76. dude - June 4, 2008 7:24 PM
man he is one lucky troll gettin to motor boat that shit
77. imagen - June 5, 2008 4:52 PM
I used to respect her. USED TO. She has a good voice and has always been straight up about being a whore..eerr..I mean not afraid to share her sexuality with people..same difference. I even actually had a tiny girl crush on her, the kind like if I were a guy I'd fuck the shit out of her, put it in her pooper and then kick her out of my bed and never call her again. But I lost all respect for her after I read her article in "People" after she had the baby. She CHOSE to have her son 3 WEEKS PREMATURE just to ensure she could have a c section so her cooch wouldn't get any bigger than I'm sure it already was. WHAT A SELFISH FUCKING CUNT! There is something that happens when you become a REAL mother..you selflessly love your children and would never put them in harms way even if that means putting yourself on the line. These celebretard bitches who get knocked up and then get c sections a month premature so the can avoid stretch marks, getting any bigger and damaging their precious vaginas, only to leave their babies to go clubbing and to make sure they lose all their baby weight in 3 weeks don't deserve children. Give your children to women who can't have any and who would be real mothers to them.
Xtina, please do me some favors:
-Start being a mom to the baby you already have and if you plan on reproducing again, don't put your innocent baby in danger because of your own disgusting vanity.
-stop trying to pretend that you've lost your baby weight by breastfeeding alone.
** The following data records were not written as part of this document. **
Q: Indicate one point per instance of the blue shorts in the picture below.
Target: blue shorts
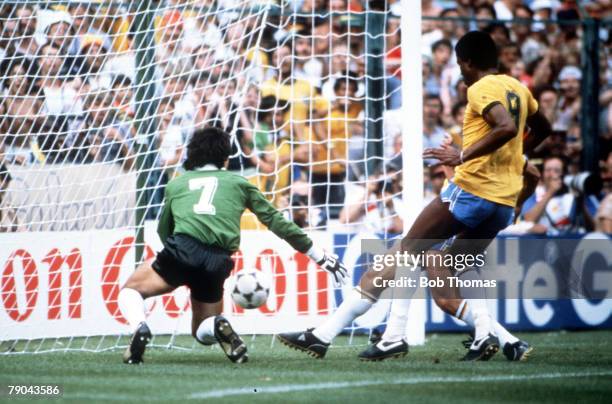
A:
(476, 212)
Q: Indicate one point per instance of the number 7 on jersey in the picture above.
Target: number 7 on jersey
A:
(209, 187)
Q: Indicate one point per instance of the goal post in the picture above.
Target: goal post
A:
(99, 100)
(412, 145)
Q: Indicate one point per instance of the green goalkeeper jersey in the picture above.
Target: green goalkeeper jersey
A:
(207, 204)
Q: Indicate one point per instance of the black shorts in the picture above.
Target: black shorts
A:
(187, 261)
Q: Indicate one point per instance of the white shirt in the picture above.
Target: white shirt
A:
(171, 141)
(502, 11)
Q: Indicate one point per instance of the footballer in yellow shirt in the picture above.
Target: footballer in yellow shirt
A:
(478, 202)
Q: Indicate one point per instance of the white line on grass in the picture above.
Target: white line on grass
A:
(289, 388)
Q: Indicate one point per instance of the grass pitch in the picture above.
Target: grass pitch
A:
(564, 367)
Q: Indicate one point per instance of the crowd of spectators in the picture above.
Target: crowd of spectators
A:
(292, 89)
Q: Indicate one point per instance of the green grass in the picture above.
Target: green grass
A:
(431, 373)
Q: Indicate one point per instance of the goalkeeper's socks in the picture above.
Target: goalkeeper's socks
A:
(504, 336)
(205, 334)
(475, 313)
(397, 320)
(132, 307)
(355, 304)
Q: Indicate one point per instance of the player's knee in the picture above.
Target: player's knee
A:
(444, 303)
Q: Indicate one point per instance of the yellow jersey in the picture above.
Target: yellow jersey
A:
(496, 177)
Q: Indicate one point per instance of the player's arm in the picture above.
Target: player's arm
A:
(503, 129)
(531, 177)
(290, 232)
(165, 227)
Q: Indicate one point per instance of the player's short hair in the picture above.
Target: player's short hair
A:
(479, 48)
(210, 145)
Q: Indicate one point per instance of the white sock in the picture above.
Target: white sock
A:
(476, 315)
(205, 333)
(132, 307)
(352, 307)
(397, 320)
(504, 335)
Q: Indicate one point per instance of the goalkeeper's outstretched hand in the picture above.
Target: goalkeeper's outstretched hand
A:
(332, 264)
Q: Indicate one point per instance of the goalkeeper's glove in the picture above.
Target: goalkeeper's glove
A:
(330, 263)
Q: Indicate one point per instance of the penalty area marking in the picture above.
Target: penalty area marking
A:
(290, 388)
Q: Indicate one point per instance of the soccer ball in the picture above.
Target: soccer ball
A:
(250, 288)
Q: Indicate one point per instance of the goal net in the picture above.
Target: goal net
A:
(98, 102)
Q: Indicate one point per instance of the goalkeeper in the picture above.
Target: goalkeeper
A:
(200, 229)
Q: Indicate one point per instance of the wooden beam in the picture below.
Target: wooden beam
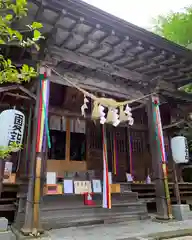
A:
(89, 62)
(96, 84)
(67, 145)
(68, 114)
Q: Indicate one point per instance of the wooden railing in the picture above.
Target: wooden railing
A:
(147, 191)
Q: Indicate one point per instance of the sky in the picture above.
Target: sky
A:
(139, 12)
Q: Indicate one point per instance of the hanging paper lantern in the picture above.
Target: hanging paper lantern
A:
(180, 151)
(102, 114)
(12, 123)
(84, 106)
(116, 120)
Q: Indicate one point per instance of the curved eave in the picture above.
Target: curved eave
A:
(109, 21)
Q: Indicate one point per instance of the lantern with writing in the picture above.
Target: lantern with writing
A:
(12, 123)
(88, 199)
(180, 151)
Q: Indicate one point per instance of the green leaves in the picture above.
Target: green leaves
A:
(25, 38)
(175, 26)
(5, 151)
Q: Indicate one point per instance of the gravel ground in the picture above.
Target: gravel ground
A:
(124, 231)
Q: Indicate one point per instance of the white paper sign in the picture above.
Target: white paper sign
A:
(110, 177)
(97, 186)
(51, 177)
(68, 186)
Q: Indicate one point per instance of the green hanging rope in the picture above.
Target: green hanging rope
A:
(44, 110)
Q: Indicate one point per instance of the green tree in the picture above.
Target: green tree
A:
(11, 14)
(176, 27)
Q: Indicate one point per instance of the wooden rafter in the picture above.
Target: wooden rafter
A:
(89, 62)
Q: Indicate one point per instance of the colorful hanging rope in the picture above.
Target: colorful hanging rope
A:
(106, 185)
(130, 156)
(42, 127)
(115, 159)
(161, 148)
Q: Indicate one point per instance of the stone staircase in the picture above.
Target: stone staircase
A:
(61, 211)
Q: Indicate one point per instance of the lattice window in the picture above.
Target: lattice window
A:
(138, 141)
(95, 136)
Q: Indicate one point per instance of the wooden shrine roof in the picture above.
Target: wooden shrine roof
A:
(84, 40)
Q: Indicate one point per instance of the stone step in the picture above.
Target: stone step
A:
(55, 223)
(93, 210)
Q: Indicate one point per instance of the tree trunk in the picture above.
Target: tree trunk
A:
(2, 167)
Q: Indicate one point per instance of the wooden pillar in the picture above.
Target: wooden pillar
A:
(161, 202)
(28, 219)
(67, 146)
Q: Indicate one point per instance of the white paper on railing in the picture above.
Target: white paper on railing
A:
(51, 178)
(68, 186)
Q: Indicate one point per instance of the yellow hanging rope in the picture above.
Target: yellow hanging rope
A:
(106, 102)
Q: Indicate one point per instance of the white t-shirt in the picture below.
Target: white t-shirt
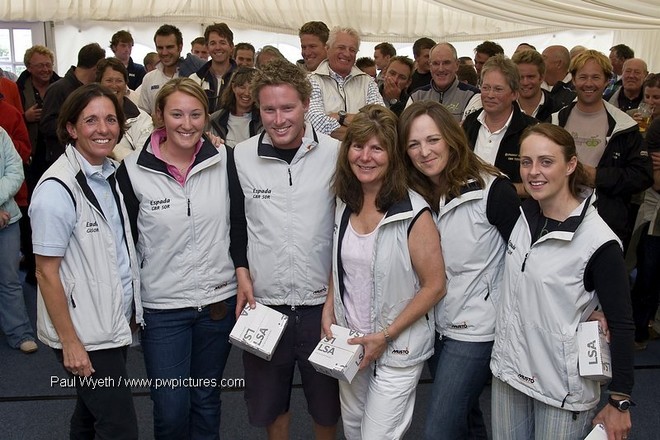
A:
(357, 255)
(238, 129)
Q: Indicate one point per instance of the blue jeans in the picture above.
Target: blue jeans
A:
(14, 320)
(462, 370)
(517, 416)
(186, 345)
(646, 290)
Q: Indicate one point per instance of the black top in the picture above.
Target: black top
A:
(606, 274)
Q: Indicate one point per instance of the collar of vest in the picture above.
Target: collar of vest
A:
(266, 149)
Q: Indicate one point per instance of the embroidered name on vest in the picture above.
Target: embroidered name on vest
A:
(91, 227)
(158, 205)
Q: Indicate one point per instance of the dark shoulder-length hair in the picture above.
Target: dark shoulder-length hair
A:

Anyone with common sense knows that it is a crock of shit. Yeah, you may be breastfeeding, but your not eating either, and your not doing your baby any favors.
78. Mutton Chop - June 6, 2008 5:57 AM
Hmmmm, nummie nummie!
79. http://www.UltrasoundShirts.com - June 6, 2008 11:42 AM
Motherhood looks good on her alright!!!!
80. Hinata - June 20, 2008 3:15 PM
I like her so much. She's so beautifull.